Obviously, online stuff at the moment will never pay as well as the publishers of traditional graphic novels do now, but having a "big" name (in addition to a huge, multi-media fan base) like yourself would do wonders for the awareness of online comics.
Well, just a thought anyway.
Cheers,
Kean
I have great arguments with Scott about online comics, which tend to end up with him saying, "But by the time you get to panel 36 my first panel is now larger than the entire known universe, so you see I couldn't do it on paper!" and me going "But why do you want a panel larger than the known universe anyway?" but by that point in the conversation Scott has a strange light in his eyes and is starting to levitate and expound...

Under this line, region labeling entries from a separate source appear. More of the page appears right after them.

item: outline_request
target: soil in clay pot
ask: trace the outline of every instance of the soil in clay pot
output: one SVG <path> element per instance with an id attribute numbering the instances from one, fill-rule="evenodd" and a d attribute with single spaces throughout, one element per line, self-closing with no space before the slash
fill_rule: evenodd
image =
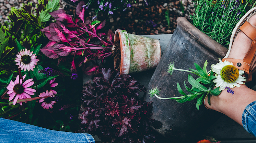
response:
<path id="1" fill-rule="evenodd" d="M 121 61 L 121 49 L 120 43 L 119 41 L 115 41 L 114 46 L 111 49 L 112 56 L 114 59 L 114 66 L 116 71 L 120 71 L 120 62 Z"/>

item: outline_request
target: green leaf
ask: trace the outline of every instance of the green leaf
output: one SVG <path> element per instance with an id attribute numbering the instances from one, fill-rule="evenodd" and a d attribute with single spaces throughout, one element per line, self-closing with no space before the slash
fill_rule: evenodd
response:
<path id="1" fill-rule="evenodd" d="M 206 60 L 205 61 L 205 63 L 203 64 L 203 72 L 205 73 L 207 73 L 207 70 L 206 69 L 207 65 L 208 65 L 208 62 L 207 62 L 207 60 Z"/>
<path id="2" fill-rule="evenodd" d="M 196 101 L 196 109 L 198 110 L 199 110 L 199 106 L 202 104 L 202 99 L 203 98 L 203 97 L 205 96 L 204 95 L 201 96 L 199 98 L 197 98 Z"/>
<path id="3" fill-rule="evenodd" d="M 202 78 L 200 77 L 199 77 L 196 79 L 196 83 L 195 83 L 194 85 L 192 86 L 191 88 L 191 89 L 193 90 L 193 89 L 195 87 L 198 89 L 203 91 L 208 91 L 208 90 L 206 87 L 205 87 L 203 85 L 200 84 L 200 82 L 202 81 Z"/>
<path id="4" fill-rule="evenodd" d="M 45 79 L 43 79 L 41 80 L 45 80 L 44 81 L 41 83 L 37 85 L 37 89 L 40 88 L 44 86 L 47 83 L 47 82 L 52 80 L 53 78 L 56 77 L 58 76 L 58 75 L 55 75 L 53 76 L 48 76 Z"/>
<path id="5" fill-rule="evenodd" d="M 220 94 L 222 91 L 220 91 L 220 87 L 219 87 L 212 90 L 210 93 L 212 95 L 217 96 Z"/>
<path id="6" fill-rule="evenodd" d="M 196 82 L 196 80 L 194 79 L 190 74 L 188 74 L 188 82 L 189 84 L 193 86 L 195 85 Z"/>
<path id="7" fill-rule="evenodd" d="M 188 101 L 188 99 L 190 97 L 186 96 L 181 99 L 176 100 L 176 101 L 180 103 L 183 103 L 186 101 Z"/>
<path id="8" fill-rule="evenodd" d="M 199 73 L 198 72 L 198 71 L 197 71 L 197 70 L 195 70 L 195 69 L 190 69 L 190 68 L 189 68 L 189 69 L 190 69 L 190 70 L 191 70 L 191 71 L 193 71 L 193 72 L 195 72 L 196 73 L 197 73 L 197 74 L 199 74 Z"/>
<path id="9" fill-rule="evenodd" d="M 35 65 L 35 68 L 34 69 L 34 71 L 33 71 L 33 74 L 36 77 L 37 80 L 40 80 L 47 77 L 46 74 L 43 73 L 38 73 L 39 71 L 44 69 L 43 67 L 39 65 Z"/>
<path id="10" fill-rule="evenodd" d="M 50 15 L 48 13 L 51 8 L 48 9 L 45 11 L 42 11 L 41 12 L 39 12 L 39 17 L 38 18 L 39 23 L 42 23 L 42 22 L 46 22 L 50 20 L 50 18 L 51 17 Z"/>
<path id="11" fill-rule="evenodd" d="M 211 75 L 209 77 L 209 80 L 211 81 L 213 79 L 216 78 L 216 76 L 214 75 Z"/>
<path id="12" fill-rule="evenodd" d="M 207 72 L 203 72 L 203 70 L 202 69 L 201 67 L 198 66 L 198 65 L 197 65 L 197 63 L 194 63 L 194 65 L 195 65 L 195 67 L 196 67 L 196 69 L 197 70 L 197 71 L 198 71 L 198 72 L 199 73 L 199 74 L 201 76 L 205 77 L 207 77 Z"/>
<path id="13" fill-rule="evenodd" d="M 0 28 L 0 43 L 3 43 L 4 41 L 5 37 L 4 33 L 2 30 L 2 28 Z"/>
<path id="14" fill-rule="evenodd" d="M 170 17 L 169 17 L 169 9 L 167 9 L 164 14 L 165 14 L 165 19 L 167 22 L 167 24 L 168 25 L 168 28 L 169 28 L 170 27 Z"/>
<path id="15" fill-rule="evenodd" d="M 4 40 L 0 44 L 0 58 L 1 58 L 1 56 L 2 56 L 2 54 L 3 54 L 3 50 L 5 49 L 7 43 L 8 43 L 8 42 L 9 41 L 9 38 L 10 36 L 8 37 L 5 40 Z"/>
<path id="16" fill-rule="evenodd" d="M 31 96 L 31 97 L 35 97 L 33 96 Z M 28 109 L 28 119 L 30 123 L 32 123 L 32 118 L 33 117 L 33 111 L 34 110 L 34 108 L 36 100 L 35 100 L 27 103 L 27 106 Z"/>
<path id="17" fill-rule="evenodd" d="M 11 74 L 11 75 L 9 76 L 9 78 L 8 78 L 8 79 L 7 80 L 7 84 L 10 83 L 10 82 L 11 82 L 11 81 L 12 80 L 12 76 L 13 76 L 13 72 L 12 73 L 12 74 Z"/>
<path id="18" fill-rule="evenodd" d="M 50 0 L 48 1 L 48 3 L 46 4 L 46 9 L 51 8 L 50 11 L 49 12 L 53 12 L 59 9 L 59 0 L 53 0 L 51 1 Z"/>
<path id="19" fill-rule="evenodd" d="M 17 40 L 17 39 L 15 39 L 15 42 L 16 42 L 18 52 L 19 52 L 22 49 L 25 49 L 25 48 L 21 44 L 20 42 L 18 41 L 18 40 Z"/>
<path id="20" fill-rule="evenodd" d="M 99 20 L 93 21 L 93 22 L 92 22 L 92 24 L 91 24 L 91 25 L 94 25 L 95 24 L 98 24 L 100 23 L 101 23 L 101 22 L 100 21 L 99 21 Z"/>
<path id="21" fill-rule="evenodd" d="M 179 91 L 179 93 L 183 95 L 187 95 L 184 92 L 182 89 L 181 88 L 181 86 L 179 86 L 179 83 L 177 83 L 177 87 L 178 88 L 178 91 Z"/>
<path id="22" fill-rule="evenodd" d="M 40 51 L 40 48 L 41 47 L 41 46 L 42 46 L 42 45 L 43 45 L 43 44 L 41 44 L 37 46 L 34 50 L 33 54 L 35 54 L 36 55 L 37 55 L 38 53 L 39 53 L 39 51 Z"/>
<path id="23" fill-rule="evenodd" d="M 187 86 L 187 85 L 186 84 L 185 82 L 186 81 L 184 81 L 184 85 L 185 85 L 185 87 L 186 88 L 186 89 L 187 90 L 187 91 L 193 94 L 195 94 L 196 93 L 196 92 L 191 90 L 191 89 L 189 88 L 188 88 L 188 87 Z M 195 89 L 195 88 L 194 88 L 194 89 Z"/>

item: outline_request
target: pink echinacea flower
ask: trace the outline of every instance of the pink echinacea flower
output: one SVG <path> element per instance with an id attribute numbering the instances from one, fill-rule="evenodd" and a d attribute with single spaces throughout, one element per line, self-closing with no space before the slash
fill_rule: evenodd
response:
<path id="1" fill-rule="evenodd" d="M 20 51 L 19 54 L 16 55 L 17 57 L 14 61 L 17 62 L 16 65 L 19 66 L 18 68 L 21 68 L 21 70 L 24 69 L 24 71 L 27 70 L 32 71 L 34 70 L 34 68 L 35 67 L 35 65 L 37 65 L 36 62 L 39 61 L 39 60 L 36 59 L 37 57 L 35 56 L 36 54 L 33 54 L 33 52 L 30 52 L 30 50 L 27 50 L 26 48 Z"/>
<path id="2" fill-rule="evenodd" d="M 41 103 L 43 102 L 41 106 L 44 109 L 49 109 L 49 108 L 51 108 L 53 109 L 53 105 L 57 103 L 55 101 L 53 100 L 53 99 L 51 98 L 50 97 L 54 96 L 53 91 L 50 91 L 50 92 L 48 91 L 48 90 L 46 90 L 46 92 L 44 92 L 43 93 L 41 93 L 39 95 L 39 97 L 44 97 L 46 96 L 50 96 L 50 97 L 46 97 L 47 98 L 42 98 L 42 99 L 39 100 L 39 102 Z"/>
<path id="3" fill-rule="evenodd" d="M 25 78 L 26 75 L 25 74 L 22 77 L 23 79 Z M 6 88 L 9 90 L 7 92 L 7 94 L 10 96 L 9 101 L 12 100 L 16 96 L 13 100 L 13 105 L 15 105 L 16 104 L 18 99 L 21 99 L 31 98 L 31 97 L 30 95 L 35 95 L 34 92 L 36 92 L 36 90 L 33 88 L 28 88 L 35 83 L 32 81 L 32 80 L 33 78 L 30 78 L 23 83 L 22 80 L 20 79 L 19 76 L 18 75 L 14 82 L 13 82 L 12 80 L 11 81 Z M 20 104 L 22 105 L 22 102 L 20 103 Z"/>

And then he shows me a selection of online comics ("Now this is a work of genius. Of course, it's a good thing you have broadband, otherwise you couldn't actually read it until tomorrow...") and I cavil and scoff until he shows me something I like, which he does quite often, and then I'm impressed.
I can't imagine I'd ever do online comics for the sake of doing online comics. If ever I had an idea for a comic that would only work if it was online, and didn't involve characters falling for a very long way or panels larger than the known universe, and that wasn't a novelty act, I might well do it.
And pretty much the only comic I ever drew is, of course, already available online, and had been for some years, that being the story of Heliogabolus.
Lacking Scott, I don't go and read online comics for pleasure. I have too many piles of unread paper comics to read, and they make me feel guilty by being things that take up space on the floor in boxes. Online comics do not make me feel guilty. Yet.
...
Talking about guilt, I've put in place a blurb moratorium for the next year. I'm not giving any more blurbs. Recently, every day would bring another book or three, each with a nice note from the editor or the author or both asking me to read it and endorse it, too many books to read, let alone read and tell the world how good they were, and if I liked them all and said so then it would become meaningless anyway... and something snapped. So I shall treat everyone equally and say no to everyone and feel one huge pulsing miasma of guilt rather than a dozen specific guilts a week. Which is a great improvement.